Yes, so there are a lot of technical questions. How do you prevent the repurposing of remotely piloted weapons? That's a potential risk that people could say, oh yeah, we've got all these remotely piloted weapons. But you know, we just flip a switch in a software update, and now they're fully autonomous. One thing you wanna do is separate onboard computing: physical separation between onboard computing and any kind of firing circuit. So the ability to actually engage in the attack can only be delivered by a remote link and by any onboard computing. You also wanna establish like a cryptographic separation in some sense, or, or some physical separation where you require a human to actually is there is no wire connected. Or local radio, or optical link. There's no physical connection between the onboard computing, which is doing stabilization of the airframe, and whatever else it might, possibly navigating, but any decision about firing or self-destruct would have to be coming from a remote link from a human. You wanna establish that.


And where are the human control stations to go with them? And where are the trained pilots?


Those kinds of measures, they're a little different from some other arms control measures, but you'd be surprised. Actually, when arms control treaties assign a lot of detailed agreements, a lot of people actually work to make them. For example, New START, which is about nuclear missiles between the US and what was then the Soviet Union, now Russia, involves up to 18 visits every year from each side to pretty much any nuclear weapons facility on the other side to check that things are not being manufactured, et cetera.


So it's I think it's a good idea to start discussing those questions. Could we establish a verification regime? Could we agree on certain types of inspections and measures to ensure that industrial production is not diverted?

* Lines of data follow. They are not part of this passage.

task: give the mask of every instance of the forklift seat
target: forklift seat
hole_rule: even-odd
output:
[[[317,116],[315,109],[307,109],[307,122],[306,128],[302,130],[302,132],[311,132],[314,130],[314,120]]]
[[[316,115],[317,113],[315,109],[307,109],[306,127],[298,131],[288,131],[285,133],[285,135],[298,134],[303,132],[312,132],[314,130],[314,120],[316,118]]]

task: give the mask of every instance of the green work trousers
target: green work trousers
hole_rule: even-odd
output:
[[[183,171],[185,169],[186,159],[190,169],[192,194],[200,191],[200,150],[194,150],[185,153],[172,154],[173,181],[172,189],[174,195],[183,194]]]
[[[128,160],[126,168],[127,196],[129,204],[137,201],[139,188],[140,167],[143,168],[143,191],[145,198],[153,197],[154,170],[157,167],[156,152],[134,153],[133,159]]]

These measures I think can be effective, and they can be discussed without any commitment to a treaty or a ban on any particular cataract weapons. But as happened, for example, with the nuclear test ban treaty, before that treaty came into existence in 1996, there were two decades of discussions among scientists from mainly the US and Russia about how you might verify that treaty.

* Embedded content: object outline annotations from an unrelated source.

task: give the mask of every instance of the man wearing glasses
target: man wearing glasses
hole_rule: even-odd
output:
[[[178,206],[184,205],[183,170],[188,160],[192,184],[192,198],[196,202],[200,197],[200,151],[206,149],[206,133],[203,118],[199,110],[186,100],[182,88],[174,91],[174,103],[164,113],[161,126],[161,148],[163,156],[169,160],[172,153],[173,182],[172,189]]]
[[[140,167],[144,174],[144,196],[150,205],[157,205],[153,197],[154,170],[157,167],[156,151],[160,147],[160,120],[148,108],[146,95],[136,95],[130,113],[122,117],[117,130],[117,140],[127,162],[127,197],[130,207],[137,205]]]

So you think that to some extent that this is a discussion for engineers and researchers to engage in even before informing the policymakers — heaven forbid that the policymakers are the ones carrying out these discussions. If you see people in our own profession robotics AI engineers and researchers in the large industrial research labs or in academia, what would you recommend that they get connected with in terms of knowledge or that they do in order to promote this point of view?


There's lots of information available on at least two main websites: stopkillerrobots.org and autonomousweapons.org. I think it's important to get active in the chapter of your professional society, whether it's IEEE or ACM, or AAAI. Because I think fairly soon there are going to be serious discussions about whether those professional societies will actually declare a policy on lethal autonomous weapons, just as the major chemical societies have declared their support for a treaty banning chemical weapons.


As a member of those societies, you are not allowed to work on chemical weapons, just as you are not allowed as a doctor to assist in executions and so on.


So you think self-regulation in our profession is the number one step for a scientist?


Though you can also talk to your local political representative, it's not really on the radar of most politicians at the moment — it's on some defense ministers and foreign ministers, but the typical local member of parliament probably not.


The other thing you can do, particularly if you find it exciting to work on the challenges of developing these weapons, is to remember one thing: if you are working on this, probably your counterpart in another country is also working on this. How would you feel about that weapon arriving at your house to attack your family?